L'album se déroule ensuite en enchaînant les
enchevêtrements vocaux et instrumentaux sur un fond sonore toujours
mélancolique. 'Holding On, pt I' égrène des arpèges sans fin au
piano, des cordes langoureuses et des voix quasiment à l'unisson
(féminine et masculine) avec ce décalage ténu qui renforce
l'humanité du propos.
Certains
arrangements et quelques mélodies rappelleront For
All We Know,
comme sur 'Seeking The Sun, pt I' qui bénéficie en outre d'une
jolie chorale ou encore sur le simpliste mais très beau 'Worthy'.
Toutefois, ce n'est qu'à de rares moments que la sensibilité
générale se laisse gagner par une relative effervescence explosive.

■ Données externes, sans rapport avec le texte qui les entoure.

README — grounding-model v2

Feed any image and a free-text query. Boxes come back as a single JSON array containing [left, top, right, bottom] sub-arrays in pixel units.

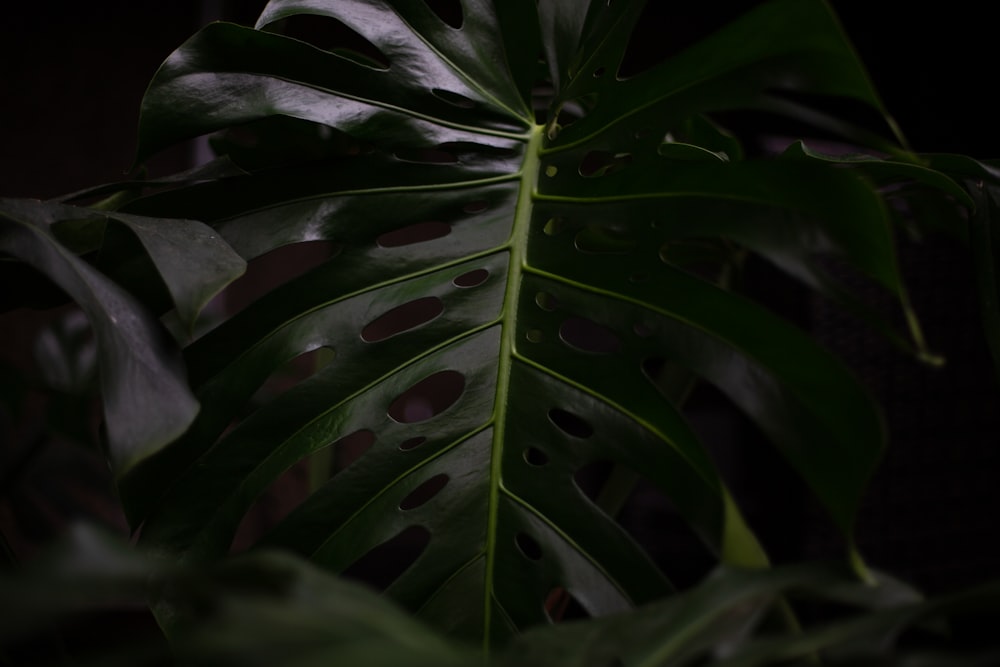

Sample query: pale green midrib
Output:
[[514, 354, 721, 490], [483, 125, 545, 653], [503, 489, 634, 604]]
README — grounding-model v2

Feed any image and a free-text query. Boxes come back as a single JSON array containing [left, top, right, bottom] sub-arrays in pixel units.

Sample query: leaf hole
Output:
[[281, 14, 390, 70], [559, 317, 621, 354], [549, 408, 594, 438], [580, 151, 632, 178], [557, 93, 598, 128], [341, 526, 431, 592], [522, 447, 549, 466], [632, 322, 653, 338], [573, 225, 637, 255], [331, 429, 375, 476], [247, 345, 334, 411], [361, 296, 444, 343], [424, 0, 464, 30], [375, 222, 451, 248], [535, 292, 559, 313], [216, 241, 342, 314], [431, 88, 476, 109], [399, 435, 427, 452], [388, 371, 465, 424], [393, 147, 458, 164], [451, 269, 490, 288], [514, 533, 542, 560], [399, 473, 448, 511], [542, 218, 566, 236], [545, 586, 590, 623], [230, 461, 309, 553], [462, 199, 490, 213]]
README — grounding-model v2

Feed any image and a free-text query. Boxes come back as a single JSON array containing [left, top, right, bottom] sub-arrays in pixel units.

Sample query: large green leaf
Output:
[[115, 0, 936, 645]]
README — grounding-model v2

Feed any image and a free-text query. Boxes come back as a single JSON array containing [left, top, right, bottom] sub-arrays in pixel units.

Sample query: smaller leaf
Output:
[[0, 199, 199, 475]]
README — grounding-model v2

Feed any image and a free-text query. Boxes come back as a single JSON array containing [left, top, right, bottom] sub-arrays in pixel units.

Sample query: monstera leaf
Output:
[[101, 0, 962, 645]]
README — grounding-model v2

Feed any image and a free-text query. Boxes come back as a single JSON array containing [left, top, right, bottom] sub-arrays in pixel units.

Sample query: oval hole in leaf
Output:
[[542, 218, 566, 236], [399, 435, 427, 452], [642, 357, 667, 383], [514, 533, 542, 560], [559, 317, 621, 354], [229, 461, 309, 553], [580, 151, 632, 178], [523, 447, 549, 466], [244, 346, 334, 416], [549, 408, 594, 438], [375, 222, 451, 248], [545, 586, 590, 623], [573, 225, 637, 255], [281, 14, 390, 70], [451, 269, 490, 287], [632, 322, 653, 338], [431, 88, 476, 109], [333, 429, 375, 473], [388, 371, 465, 424], [558, 93, 598, 128], [341, 526, 431, 591], [535, 292, 559, 313], [399, 473, 448, 510], [394, 148, 458, 164], [462, 199, 490, 213], [361, 296, 444, 343], [424, 0, 464, 30]]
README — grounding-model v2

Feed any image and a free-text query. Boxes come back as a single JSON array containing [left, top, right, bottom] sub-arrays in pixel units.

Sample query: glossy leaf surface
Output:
[[0, 199, 232, 474], [122, 0, 936, 645]]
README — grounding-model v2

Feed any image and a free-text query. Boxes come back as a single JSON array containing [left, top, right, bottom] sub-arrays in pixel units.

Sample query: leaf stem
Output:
[[483, 125, 545, 653]]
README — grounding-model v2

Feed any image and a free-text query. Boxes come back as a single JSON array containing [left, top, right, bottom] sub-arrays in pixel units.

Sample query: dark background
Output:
[[0, 0, 1000, 590]]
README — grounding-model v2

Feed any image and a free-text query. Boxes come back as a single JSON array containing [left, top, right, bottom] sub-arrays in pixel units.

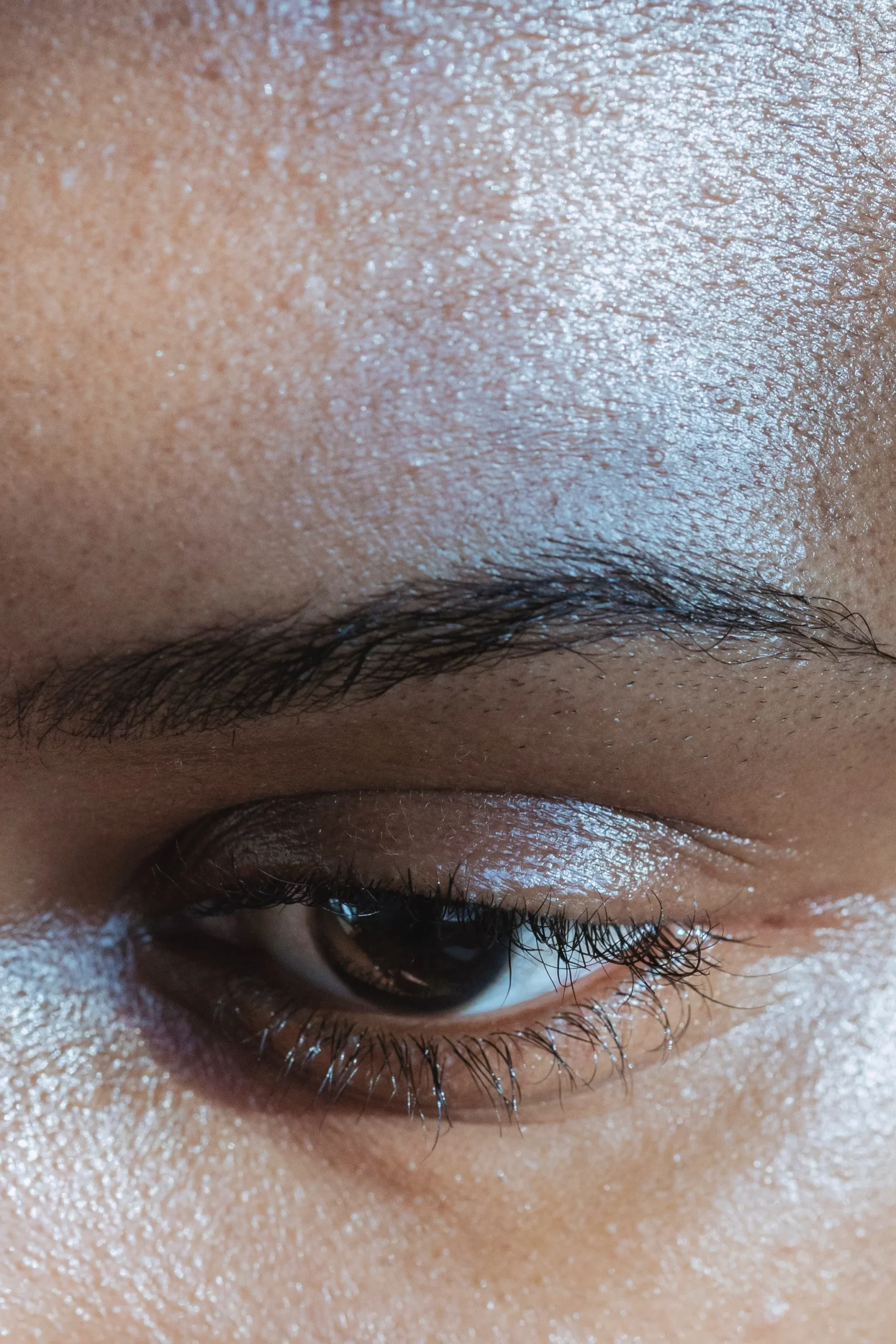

C'est le cas de 'See It All' et sa mélodie entêtante, de
l'instrumental 'Perphereal Memory', de l'électrique et tribal bluesy
'Drizzle', du final de 'She' ou encore du magnifique 'In The Evening'
- et c'est à peu près tout pour les 16 titres proposés. C'est
peut-être le seul petit défaut de l'album, bien que ce soit un
parti-pris artistiquement assumé et donc admirable. En effet, la
rage contenue semble vouloir exploser par moments mais le Suédois
reste sur une certaine retenue qui peut être un peu frustrante.
Un
très joli album que ce "The Rain", tout en douceur, en
mélodies délicates et souvent dotées d'une hargne très intérieure
et peut-être un peu trop retenue. Cependant, il ne faut pas bouder
son plaisir, et se laisser submerger par toutes ces émotions
communicatives dont on peut dire qu'elles font à la fois mal et
terriblement du bien.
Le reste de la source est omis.